Novo estudo revela grande dominância da Aroeira-do-sertão em áreas nativas, o que pode prejudicar a biodiversidade e restauração.
A Mata Atlântica é um dos ecossistemas mais ameaçados e, ao mesmo tempo, mais ricos em biodiversidade do mundo. Mesmo após séculos de desmatamento, áreas como as florestas ciliares do Rio Doce, em Minas Gerais, ainda sustentam uma variedade de plantas essenciais para a manutenção dos ecossistemas e de várias outras espécies.
Recentemente, uma pesquisa realizada por cientistas do Laboratório de Ecologia Evolutiva e Biodiversidade, do Instituto de Ciências Biológicas da UFMG, analisou as florestas ciliares preservadas nessa região e revelou descobertas importantes para a restauração desse ecossistema.
Com a análise de 45 parcelas de floresta em três locais situados na região de Conselheiro Pena, setor médio da bacia do Rio Doce, em Minas Gerais, o estudo identificou 28 espécies de árvores adultas e 26 espécies jovens, destacando a presença dominante da espécie Astronium urundeuva (popularmente conhecida como aroeira-do-sertão). Esse tipo de predominância, ou “monodominância”, pode ser prejudicial à biodiversidade, uma vez que impede o desenvolvimento de outras plantas nativas.
Aroeiras-do-sertão (Astronium urundeuva) dominando a paisagem em um trecho de mata ciliar no município de Conselheiro Pena. Foto: João Carlos Figueiredo.
As causas que podem ter levado a essa excessiva abundância da espécie estão provavelmente relacionadas com o longo e intenso histórico de degradação da floresta que margeia o Rio Doce, especificamente nesta região. Esse cenário representa um desafio para a recuperação natural da floresta, especialmente em áreas que foram degradadas por atividades humanas, como o rompimento da barragem de Fundão em 2015, que afetou aproximadamente 1.469 hectares de florestas na região.
A pesquisa também destacou a importância do solo para o desenvolvimento das espécies e para a composição geral das florestas. Em áreas onde o solo é pobre em nutrientes e tem alta acidez, a aroeira-do-sertão tende a prosperar, enquanto solos mais ricos favorecem uma variedade maior de espécies. Esses resultados sugerem que uma estratégia de restauração bem-sucedida precisa levar em conta as condições específicas do solo para estimular o crescimento de uma comunidade vegetal diversificada e resiliente.
O trabalho contribui com informações valiosas para a "Década de Restauração de Ecossistemas" das Nações Unidas, uma iniciativa global para reverter a degradação ambiental até 2030. Com base em ecossistemas de referência, ou seja, áreas naturais preservadas que servem como modelos, os cientistas podem entender melhor os elementos necessários para recuperar áreas danificadas. Ao evitar o uso da aroeira-do-sertão em áreas de restauração, os especialistas esperam reduzir sua invasão e permitir o desenvolvimento de uma maior diversidade de plantas nativas.
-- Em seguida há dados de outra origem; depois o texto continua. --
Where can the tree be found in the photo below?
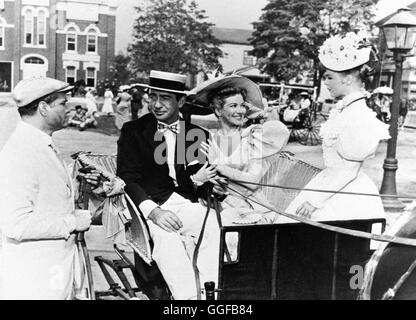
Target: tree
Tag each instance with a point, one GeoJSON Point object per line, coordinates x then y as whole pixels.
{"type": "Point", "coordinates": [119, 73]}
{"type": "Point", "coordinates": [172, 35]}
{"type": "Point", "coordinates": [288, 36]}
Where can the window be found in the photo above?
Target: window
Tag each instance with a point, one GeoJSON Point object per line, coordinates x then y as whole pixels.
{"type": "Point", "coordinates": [91, 75]}
{"type": "Point", "coordinates": [6, 76]}
{"type": "Point", "coordinates": [34, 60]}
{"type": "Point", "coordinates": [92, 41]}
{"type": "Point", "coordinates": [1, 34]}
{"type": "Point", "coordinates": [41, 28]}
{"type": "Point", "coordinates": [70, 74]}
{"type": "Point", "coordinates": [71, 40]}
{"type": "Point", "coordinates": [248, 60]}
{"type": "Point", "coordinates": [28, 26]}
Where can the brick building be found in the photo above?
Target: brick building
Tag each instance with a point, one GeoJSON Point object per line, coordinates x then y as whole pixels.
{"type": "Point", "coordinates": [64, 39]}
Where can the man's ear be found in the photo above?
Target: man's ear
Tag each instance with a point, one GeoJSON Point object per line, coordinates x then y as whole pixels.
{"type": "Point", "coordinates": [217, 112]}
{"type": "Point", "coordinates": [43, 108]}
{"type": "Point", "coordinates": [181, 102]}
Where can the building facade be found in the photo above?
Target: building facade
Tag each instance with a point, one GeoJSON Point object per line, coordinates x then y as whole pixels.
{"type": "Point", "coordinates": [68, 40]}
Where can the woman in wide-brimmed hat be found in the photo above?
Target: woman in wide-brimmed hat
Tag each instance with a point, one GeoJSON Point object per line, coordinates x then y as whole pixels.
{"type": "Point", "coordinates": [238, 149]}
{"type": "Point", "coordinates": [350, 136]}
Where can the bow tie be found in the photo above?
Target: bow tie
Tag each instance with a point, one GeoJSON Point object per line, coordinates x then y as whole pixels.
{"type": "Point", "coordinates": [162, 127]}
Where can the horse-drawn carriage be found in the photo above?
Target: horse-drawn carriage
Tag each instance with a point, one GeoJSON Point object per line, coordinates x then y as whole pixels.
{"type": "Point", "coordinates": [280, 261]}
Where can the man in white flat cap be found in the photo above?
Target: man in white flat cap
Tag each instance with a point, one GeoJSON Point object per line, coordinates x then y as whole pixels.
{"type": "Point", "coordinates": [38, 220]}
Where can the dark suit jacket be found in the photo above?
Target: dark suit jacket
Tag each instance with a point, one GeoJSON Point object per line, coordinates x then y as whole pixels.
{"type": "Point", "coordinates": [145, 178]}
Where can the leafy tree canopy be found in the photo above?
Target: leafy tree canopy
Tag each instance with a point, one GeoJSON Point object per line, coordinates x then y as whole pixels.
{"type": "Point", "coordinates": [289, 33]}
{"type": "Point", "coordinates": [173, 36]}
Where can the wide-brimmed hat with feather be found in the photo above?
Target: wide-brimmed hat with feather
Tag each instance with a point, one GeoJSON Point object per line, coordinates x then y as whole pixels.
{"type": "Point", "coordinates": [200, 95]}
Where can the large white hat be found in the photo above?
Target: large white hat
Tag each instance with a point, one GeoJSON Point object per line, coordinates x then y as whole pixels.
{"type": "Point", "coordinates": [29, 90]}
{"type": "Point", "coordinates": [342, 53]}
{"type": "Point", "coordinates": [200, 94]}
{"type": "Point", "coordinates": [165, 81]}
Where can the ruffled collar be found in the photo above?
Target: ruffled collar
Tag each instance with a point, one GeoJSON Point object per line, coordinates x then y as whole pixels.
{"type": "Point", "coordinates": [349, 99]}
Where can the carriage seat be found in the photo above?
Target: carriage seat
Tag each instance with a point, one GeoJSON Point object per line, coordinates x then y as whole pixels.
{"type": "Point", "coordinates": [283, 169]}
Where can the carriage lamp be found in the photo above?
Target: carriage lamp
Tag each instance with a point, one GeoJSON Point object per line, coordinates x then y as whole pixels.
{"type": "Point", "coordinates": [400, 35]}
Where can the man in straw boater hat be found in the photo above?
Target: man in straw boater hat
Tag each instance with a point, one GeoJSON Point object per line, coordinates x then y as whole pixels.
{"type": "Point", "coordinates": [38, 220]}
{"type": "Point", "coordinates": [164, 177]}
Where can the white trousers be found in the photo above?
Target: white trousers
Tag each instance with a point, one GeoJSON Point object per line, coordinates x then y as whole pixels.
{"type": "Point", "coordinates": [173, 250]}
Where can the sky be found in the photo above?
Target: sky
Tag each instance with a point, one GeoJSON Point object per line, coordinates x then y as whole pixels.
{"type": "Point", "coordinates": [237, 14]}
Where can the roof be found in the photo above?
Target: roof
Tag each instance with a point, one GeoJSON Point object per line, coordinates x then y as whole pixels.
{"type": "Point", "coordinates": [411, 6]}
{"type": "Point", "coordinates": [234, 36]}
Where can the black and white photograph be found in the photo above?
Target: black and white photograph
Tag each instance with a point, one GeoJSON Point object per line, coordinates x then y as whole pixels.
{"type": "Point", "coordinates": [226, 151]}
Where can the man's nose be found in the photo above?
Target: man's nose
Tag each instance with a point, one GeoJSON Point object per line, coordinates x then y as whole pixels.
{"type": "Point", "coordinates": [241, 109]}
{"type": "Point", "coordinates": [157, 103]}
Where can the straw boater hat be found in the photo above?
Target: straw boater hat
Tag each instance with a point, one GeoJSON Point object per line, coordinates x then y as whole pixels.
{"type": "Point", "coordinates": [342, 53]}
{"type": "Point", "coordinates": [201, 94]}
{"type": "Point", "coordinates": [165, 81]}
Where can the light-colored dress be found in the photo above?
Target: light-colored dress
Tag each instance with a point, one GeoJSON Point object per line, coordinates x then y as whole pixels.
{"type": "Point", "coordinates": [246, 163]}
{"type": "Point", "coordinates": [108, 102]}
{"type": "Point", "coordinates": [38, 254]}
{"type": "Point", "coordinates": [123, 109]}
{"type": "Point", "coordinates": [350, 136]}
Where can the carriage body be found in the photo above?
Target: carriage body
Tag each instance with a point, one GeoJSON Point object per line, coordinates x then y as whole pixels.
{"type": "Point", "coordinates": [280, 261]}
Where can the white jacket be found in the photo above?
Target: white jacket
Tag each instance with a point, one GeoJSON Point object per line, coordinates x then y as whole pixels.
{"type": "Point", "coordinates": [38, 254]}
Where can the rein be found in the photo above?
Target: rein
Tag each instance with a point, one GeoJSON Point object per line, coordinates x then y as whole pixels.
{"type": "Point", "coordinates": [325, 191]}
{"type": "Point", "coordinates": [349, 232]}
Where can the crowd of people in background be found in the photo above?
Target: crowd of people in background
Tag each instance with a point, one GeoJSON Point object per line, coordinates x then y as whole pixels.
{"type": "Point", "coordinates": [130, 103]}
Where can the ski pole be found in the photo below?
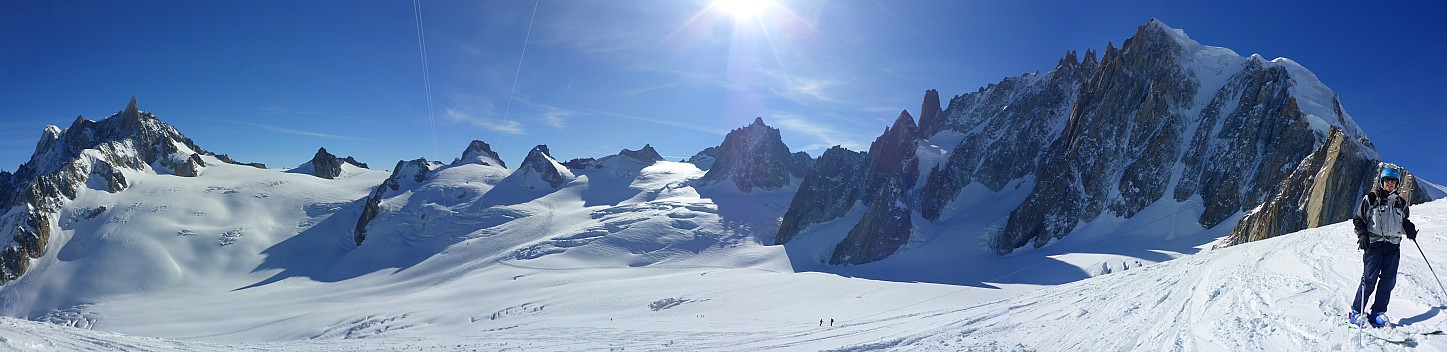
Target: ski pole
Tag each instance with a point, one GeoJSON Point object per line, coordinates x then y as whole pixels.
{"type": "Point", "coordinates": [1430, 265]}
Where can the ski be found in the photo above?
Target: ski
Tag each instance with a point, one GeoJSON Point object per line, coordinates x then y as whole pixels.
{"type": "Point", "coordinates": [1407, 341]}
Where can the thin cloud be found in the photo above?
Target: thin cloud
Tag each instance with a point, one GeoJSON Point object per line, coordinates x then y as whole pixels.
{"type": "Point", "coordinates": [557, 118]}
{"type": "Point", "coordinates": [819, 131]}
{"type": "Point", "coordinates": [504, 126]}
{"type": "Point", "coordinates": [285, 110]}
{"type": "Point", "coordinates": [298, 132]}
{"type": "Point", "coordinates": [721, 132]}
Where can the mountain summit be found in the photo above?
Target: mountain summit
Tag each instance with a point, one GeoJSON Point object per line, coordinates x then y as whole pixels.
{"type": "Point", "coordinates": [87, 154]}
{"type": "Point", "coordinates": [756, 157]}
{"type": "Point", "coordinates": [1159, 120]}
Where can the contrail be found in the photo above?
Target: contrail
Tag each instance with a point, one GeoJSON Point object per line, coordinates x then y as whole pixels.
{"type": "Point", "coordinates": [520, 60]}
{"type": "Point", "coordinates": [427, 78]}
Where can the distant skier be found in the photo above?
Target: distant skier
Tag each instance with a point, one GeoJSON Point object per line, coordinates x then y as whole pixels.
{"type": "Point", "coordinates": [1381, 222]}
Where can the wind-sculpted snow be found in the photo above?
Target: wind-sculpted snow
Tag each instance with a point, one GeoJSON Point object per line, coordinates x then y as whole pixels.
{"type": "Point", "coordinates": [1287, 293]}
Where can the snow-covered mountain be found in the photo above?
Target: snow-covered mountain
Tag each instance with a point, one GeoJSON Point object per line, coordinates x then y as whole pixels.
{"type": "Point", "coordinates": [125, 225]}
{"type": "Point", "coordinates": [87, 155]}
{"type": "Point", "coordinates": [753, 157]}
{"type": "Point", "coordinates": [327, 165]}
{"type": "Point", "coordinates": [1287, 293]}
{"type": "Point", "coordinates": [1159, 120]}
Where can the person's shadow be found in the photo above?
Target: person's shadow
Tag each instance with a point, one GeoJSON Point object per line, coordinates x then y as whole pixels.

A pesquisa ressalta ainda que políticas públicas precisam considerar a complexidade ecológica e a importância da biodiversidade para garantir o sucesso de projetos de restauração.
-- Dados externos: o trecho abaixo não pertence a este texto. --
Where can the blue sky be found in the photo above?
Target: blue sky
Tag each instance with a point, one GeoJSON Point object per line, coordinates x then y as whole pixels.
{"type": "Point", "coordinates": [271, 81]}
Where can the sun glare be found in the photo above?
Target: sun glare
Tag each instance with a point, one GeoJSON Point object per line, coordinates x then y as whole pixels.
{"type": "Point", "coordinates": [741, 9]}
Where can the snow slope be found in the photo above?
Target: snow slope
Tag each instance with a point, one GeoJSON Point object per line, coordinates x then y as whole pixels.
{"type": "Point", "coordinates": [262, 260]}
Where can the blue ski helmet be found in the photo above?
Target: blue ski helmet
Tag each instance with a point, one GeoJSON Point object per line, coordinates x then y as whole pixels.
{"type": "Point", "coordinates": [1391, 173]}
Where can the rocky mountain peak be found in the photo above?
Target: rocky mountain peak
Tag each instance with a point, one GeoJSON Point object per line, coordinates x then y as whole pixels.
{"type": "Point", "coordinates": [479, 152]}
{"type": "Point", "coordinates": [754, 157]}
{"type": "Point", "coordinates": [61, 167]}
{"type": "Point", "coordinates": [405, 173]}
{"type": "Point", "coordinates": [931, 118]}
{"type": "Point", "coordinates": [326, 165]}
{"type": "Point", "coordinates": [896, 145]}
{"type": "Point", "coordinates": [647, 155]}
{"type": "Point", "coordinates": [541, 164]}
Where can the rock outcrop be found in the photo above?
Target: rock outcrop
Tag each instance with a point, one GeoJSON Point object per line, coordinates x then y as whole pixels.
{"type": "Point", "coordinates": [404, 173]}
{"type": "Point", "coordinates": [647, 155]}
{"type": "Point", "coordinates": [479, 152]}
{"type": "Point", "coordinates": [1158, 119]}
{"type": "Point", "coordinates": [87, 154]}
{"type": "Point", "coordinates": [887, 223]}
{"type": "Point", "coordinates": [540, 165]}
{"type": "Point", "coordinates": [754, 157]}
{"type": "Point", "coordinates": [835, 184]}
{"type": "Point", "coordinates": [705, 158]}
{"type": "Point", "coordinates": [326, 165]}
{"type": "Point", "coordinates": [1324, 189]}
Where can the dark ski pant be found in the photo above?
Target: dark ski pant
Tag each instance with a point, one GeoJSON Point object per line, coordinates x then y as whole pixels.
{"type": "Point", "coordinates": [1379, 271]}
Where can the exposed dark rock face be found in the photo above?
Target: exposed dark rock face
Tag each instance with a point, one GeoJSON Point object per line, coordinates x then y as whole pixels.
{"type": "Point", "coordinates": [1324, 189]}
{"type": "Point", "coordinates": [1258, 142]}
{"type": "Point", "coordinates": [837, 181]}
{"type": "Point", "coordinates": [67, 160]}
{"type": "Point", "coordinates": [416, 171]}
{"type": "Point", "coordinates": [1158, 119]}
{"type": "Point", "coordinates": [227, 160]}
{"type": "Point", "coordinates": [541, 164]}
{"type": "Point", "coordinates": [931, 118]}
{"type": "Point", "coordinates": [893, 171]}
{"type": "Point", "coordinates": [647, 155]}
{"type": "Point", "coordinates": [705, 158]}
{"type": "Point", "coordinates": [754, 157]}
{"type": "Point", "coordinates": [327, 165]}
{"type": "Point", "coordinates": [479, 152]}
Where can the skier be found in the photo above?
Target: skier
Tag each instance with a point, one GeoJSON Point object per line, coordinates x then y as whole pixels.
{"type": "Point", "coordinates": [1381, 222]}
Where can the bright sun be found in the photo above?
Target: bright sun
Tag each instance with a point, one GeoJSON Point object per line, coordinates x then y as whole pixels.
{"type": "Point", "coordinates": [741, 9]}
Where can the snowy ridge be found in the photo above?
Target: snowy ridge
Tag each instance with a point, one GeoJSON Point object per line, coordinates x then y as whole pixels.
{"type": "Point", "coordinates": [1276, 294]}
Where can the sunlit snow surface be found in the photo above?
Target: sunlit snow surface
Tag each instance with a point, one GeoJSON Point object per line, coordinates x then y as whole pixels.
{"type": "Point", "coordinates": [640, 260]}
“Ao entender a relação entre o solo e as espécies que o ocupam, damos um passo importante para proteger e restaurar a Mata Atlântica, permitindo que ela continue a oferecer benefícios para o meio ambiente e para as pessoas”, concluíram os pesquisadores.
A pesquisa representa um caminho para o futuro das florestas do Rio Doce e da Mata Atlântica como um todo, inspirando ações baseadas em ciência para a preservação e recuperação de um dos ecossistemas mais preciosos e ameaçados do Brasil.